Изобретение приписывается главным героям повести – сектантам, которые именуют себя голубями. На птичьем языке они говорят о себе и между собой: «Вот ошшо величат холубями нас; и по всей-то краине мы разлетамся […]; вот ошшо середь нас живет набольший: […] холубь сизокрылый. […] Вот ошшо те казаки […] то касаточки-пташечки, разнесут они по Руси Свят-Дух» (216). «Пррре-доставим небо ворробьям… и водрузим… крррасное знамя», – кричат в трактире, в котором сектанты, как в «Яме», встречаются с социалистами. Конечно, птицы – не единственный метафорический ряд Серебряного голубя
, в тексте которого безо всякой субординации соседствуют разные коды (например, Матрена сравнивается сначала с ястребом, а потом с «тучей, бурей, тигрой, оборотнем», 40).
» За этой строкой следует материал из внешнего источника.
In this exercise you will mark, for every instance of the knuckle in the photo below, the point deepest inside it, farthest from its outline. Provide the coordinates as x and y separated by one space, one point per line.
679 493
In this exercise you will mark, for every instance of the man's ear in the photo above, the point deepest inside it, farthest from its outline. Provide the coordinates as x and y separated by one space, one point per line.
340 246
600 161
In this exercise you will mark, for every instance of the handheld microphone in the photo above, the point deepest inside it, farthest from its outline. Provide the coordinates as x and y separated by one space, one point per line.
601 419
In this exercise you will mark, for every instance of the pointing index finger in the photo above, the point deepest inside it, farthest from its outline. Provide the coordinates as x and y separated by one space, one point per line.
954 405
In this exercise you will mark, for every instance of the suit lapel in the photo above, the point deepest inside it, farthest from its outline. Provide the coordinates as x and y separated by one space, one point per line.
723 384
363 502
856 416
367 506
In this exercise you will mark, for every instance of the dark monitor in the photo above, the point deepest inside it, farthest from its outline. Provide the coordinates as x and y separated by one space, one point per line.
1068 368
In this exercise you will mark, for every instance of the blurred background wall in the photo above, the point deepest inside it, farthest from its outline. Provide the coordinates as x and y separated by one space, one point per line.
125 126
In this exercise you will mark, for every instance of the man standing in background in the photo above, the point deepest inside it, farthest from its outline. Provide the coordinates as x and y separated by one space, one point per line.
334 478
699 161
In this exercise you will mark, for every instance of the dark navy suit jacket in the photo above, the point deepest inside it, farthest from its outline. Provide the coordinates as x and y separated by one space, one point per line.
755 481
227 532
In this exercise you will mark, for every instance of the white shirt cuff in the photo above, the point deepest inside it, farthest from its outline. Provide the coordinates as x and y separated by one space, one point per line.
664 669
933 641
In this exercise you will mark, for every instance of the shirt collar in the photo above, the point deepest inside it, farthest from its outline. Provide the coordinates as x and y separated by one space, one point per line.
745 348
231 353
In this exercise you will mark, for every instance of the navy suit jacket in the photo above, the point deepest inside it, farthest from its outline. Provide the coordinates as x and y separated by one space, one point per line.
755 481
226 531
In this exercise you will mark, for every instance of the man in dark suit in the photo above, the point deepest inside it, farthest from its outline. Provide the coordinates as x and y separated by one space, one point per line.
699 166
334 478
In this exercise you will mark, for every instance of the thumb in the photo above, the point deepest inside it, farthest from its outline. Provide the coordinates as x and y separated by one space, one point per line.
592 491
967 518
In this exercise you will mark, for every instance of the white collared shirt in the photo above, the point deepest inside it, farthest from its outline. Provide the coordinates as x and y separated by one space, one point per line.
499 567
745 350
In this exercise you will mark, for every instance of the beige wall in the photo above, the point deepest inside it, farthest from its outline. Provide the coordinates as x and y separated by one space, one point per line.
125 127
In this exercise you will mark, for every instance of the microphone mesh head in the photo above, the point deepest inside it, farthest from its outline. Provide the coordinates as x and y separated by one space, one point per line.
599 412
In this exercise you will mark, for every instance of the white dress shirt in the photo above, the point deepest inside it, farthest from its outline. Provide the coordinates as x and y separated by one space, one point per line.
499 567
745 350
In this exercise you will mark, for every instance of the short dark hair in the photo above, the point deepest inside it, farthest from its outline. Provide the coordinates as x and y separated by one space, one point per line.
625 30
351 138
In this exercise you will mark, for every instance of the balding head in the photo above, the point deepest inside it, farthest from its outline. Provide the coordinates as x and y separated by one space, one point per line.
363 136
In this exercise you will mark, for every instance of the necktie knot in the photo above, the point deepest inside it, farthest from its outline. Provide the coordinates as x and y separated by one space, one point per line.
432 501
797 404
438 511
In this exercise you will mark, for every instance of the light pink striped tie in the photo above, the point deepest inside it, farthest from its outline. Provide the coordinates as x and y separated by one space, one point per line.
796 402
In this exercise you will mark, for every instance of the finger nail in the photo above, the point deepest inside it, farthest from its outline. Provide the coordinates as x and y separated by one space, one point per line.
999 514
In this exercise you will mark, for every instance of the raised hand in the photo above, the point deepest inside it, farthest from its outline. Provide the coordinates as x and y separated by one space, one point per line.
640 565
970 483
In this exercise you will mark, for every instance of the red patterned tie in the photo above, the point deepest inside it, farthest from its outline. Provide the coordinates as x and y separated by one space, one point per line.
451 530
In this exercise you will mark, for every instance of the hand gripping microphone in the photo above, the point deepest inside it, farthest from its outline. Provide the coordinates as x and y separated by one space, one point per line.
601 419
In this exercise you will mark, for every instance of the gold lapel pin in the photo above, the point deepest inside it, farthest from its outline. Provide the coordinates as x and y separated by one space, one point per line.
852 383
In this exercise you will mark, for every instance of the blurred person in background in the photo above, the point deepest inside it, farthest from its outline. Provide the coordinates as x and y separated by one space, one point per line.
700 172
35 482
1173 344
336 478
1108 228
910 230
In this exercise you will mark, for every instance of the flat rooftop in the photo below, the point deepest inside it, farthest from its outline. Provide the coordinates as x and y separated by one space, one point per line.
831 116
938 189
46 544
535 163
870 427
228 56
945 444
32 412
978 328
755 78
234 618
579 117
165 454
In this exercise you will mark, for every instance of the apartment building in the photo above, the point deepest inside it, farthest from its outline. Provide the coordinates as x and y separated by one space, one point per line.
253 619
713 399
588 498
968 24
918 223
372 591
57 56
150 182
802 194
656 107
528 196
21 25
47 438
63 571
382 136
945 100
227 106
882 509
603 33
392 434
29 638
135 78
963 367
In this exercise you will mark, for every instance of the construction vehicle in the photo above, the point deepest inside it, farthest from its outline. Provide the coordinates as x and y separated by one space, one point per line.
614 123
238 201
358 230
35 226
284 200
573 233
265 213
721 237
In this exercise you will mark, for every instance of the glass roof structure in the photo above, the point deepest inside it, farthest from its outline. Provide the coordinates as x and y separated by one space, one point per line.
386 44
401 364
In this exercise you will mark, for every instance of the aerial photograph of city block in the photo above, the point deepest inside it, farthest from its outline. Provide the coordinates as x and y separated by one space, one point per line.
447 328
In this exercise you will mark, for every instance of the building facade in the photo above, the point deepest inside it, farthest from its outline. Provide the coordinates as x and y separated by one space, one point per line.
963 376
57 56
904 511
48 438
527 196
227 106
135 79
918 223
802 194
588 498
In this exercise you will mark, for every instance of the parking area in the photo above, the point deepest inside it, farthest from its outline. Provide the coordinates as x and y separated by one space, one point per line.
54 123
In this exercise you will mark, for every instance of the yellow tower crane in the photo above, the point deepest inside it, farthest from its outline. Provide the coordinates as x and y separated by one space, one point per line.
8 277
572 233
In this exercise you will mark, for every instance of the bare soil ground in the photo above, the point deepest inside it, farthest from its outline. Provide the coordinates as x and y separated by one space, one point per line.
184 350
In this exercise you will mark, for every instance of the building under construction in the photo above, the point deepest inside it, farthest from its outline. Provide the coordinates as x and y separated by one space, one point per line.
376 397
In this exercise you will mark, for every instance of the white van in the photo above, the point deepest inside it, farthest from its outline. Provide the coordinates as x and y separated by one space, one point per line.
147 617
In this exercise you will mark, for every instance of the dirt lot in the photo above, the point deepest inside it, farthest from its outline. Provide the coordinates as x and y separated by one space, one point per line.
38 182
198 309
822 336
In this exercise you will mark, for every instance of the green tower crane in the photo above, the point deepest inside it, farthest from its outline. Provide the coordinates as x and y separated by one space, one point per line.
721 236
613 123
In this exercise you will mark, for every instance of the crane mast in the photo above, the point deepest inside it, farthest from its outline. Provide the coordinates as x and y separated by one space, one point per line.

Но птичий код здесь – самый систематический; он организует не единичные ассоциации, а все пространство этого текста в его целом.Белый и здесь следовал здесь за пушкинской Сказкой о золотом петушке
. Птицы имеют центральное значение для обоих текстов. Золотой петух на спице и серебряный голубь на палке возвышаются над ними подобно тотемным столбикам; и в обоих случаях метафоры, ассоциативно порожденные заглавными птицами, складываются в объемный птичий код. В пушкинской сказке есть не только петушок, но лебедь (с ним сравнивается скопец), некая птица ночи (с ней сравнивается Дадон), соколы (с ними сравниваются сыновья Дадона). У каждого из человеческих героев Золотого петушка есть свой птичий двойник, и только шамаханская царица уподобляется заре, а не паве[1373].В СГ
мы встречаемся с птицами с первого же абзаца, и они выступают в особой роли. Птицы здесь являются не проводником Святого Духа, благой вести, творческого начала, а наоборот, несут скуку жизни, дурную бесконечность, вечное возвращение, неудовлетворимое желание; так стрижи рисуют свои восьмерки над крестами человеческой церкви, «выжигая душу неутомным желанием» (31). Едва ли здесь есть хоть один пейзаж без птиц. К разнообразным пернатым, живущим на страницах СГ, – голубям, петухам, стрижам, ласточкам, скворцам, грачам, уткам, ястребам, дятлам, воронам, филинам, павам, кукушкам, бекасам (этот список вряд ли полностью описывает орнитофауну текста) прибавляются еще мухи и стрекозы, тоже крылатые существа. Если люди все время сравниваются с птицами, то птицы ведут себя как люди. Птицы в СГ бывают зловещими, как стрижи, угрожающими, как голубь с ястребиным клювом, или пошлыми, как бывают только люди: «там плавают грустные уточки – поплавают, выйдут на сушу грезцы пощипать, хвостиками повертят, и чинно, чинно пойдут они развальцем за кряхнувшем селезнем, ведут непонятный свой разговор» (36). Птицы участвуют в пейзажах и в портретах. Когда мы встречаемся с шестью дочерьми помещика Уткина, то от этих Уткиных исходит «птичий щебет, да попискивание» (42). На обложке первого издания СГ изображена сказочная птица с хохолком – не то голубь, не то пава, не то петушок; художника же звали П. Уткин.Когда герой и героиня СГ
впервые встречаются в церкви (традиция первого свидания, перешедшая из готических романов и Хозяйки Достоевского), Матрена сравнивается с ястребом, а герой хочет, но не может вести себя как селезень: «упорно посмотрела на него какая-то баба; и уже он хотел […] крякнуть и приосаниться, […] но не крякнул, не приосанился […] Рябая баба, ястреб, с очами безбровыми» (39). Tолько наблюдая птиц, герой осознает свои желания, и только уподобляясь птице, он удовлетворяет их. Очарованный Матреной, «смотрит Дарьяльский на крест, на колокольню, […] а в лесу курлыкает глупая птица; жалобно так курлыкает. Чего ей надобно?» (70). А когда акт любви между Матреной и Дарьяльским состоится, в его внешних проявлениях участвуют две главные птичьи породы: «Оханье, аханье; торопливые по двору шаги и возня; раскудахтались куры, хохлушка, хлопая крыльями, взлетает на сеновал, и на чью-то оттуда голову щелкнул сухой, голубиный помет» (226).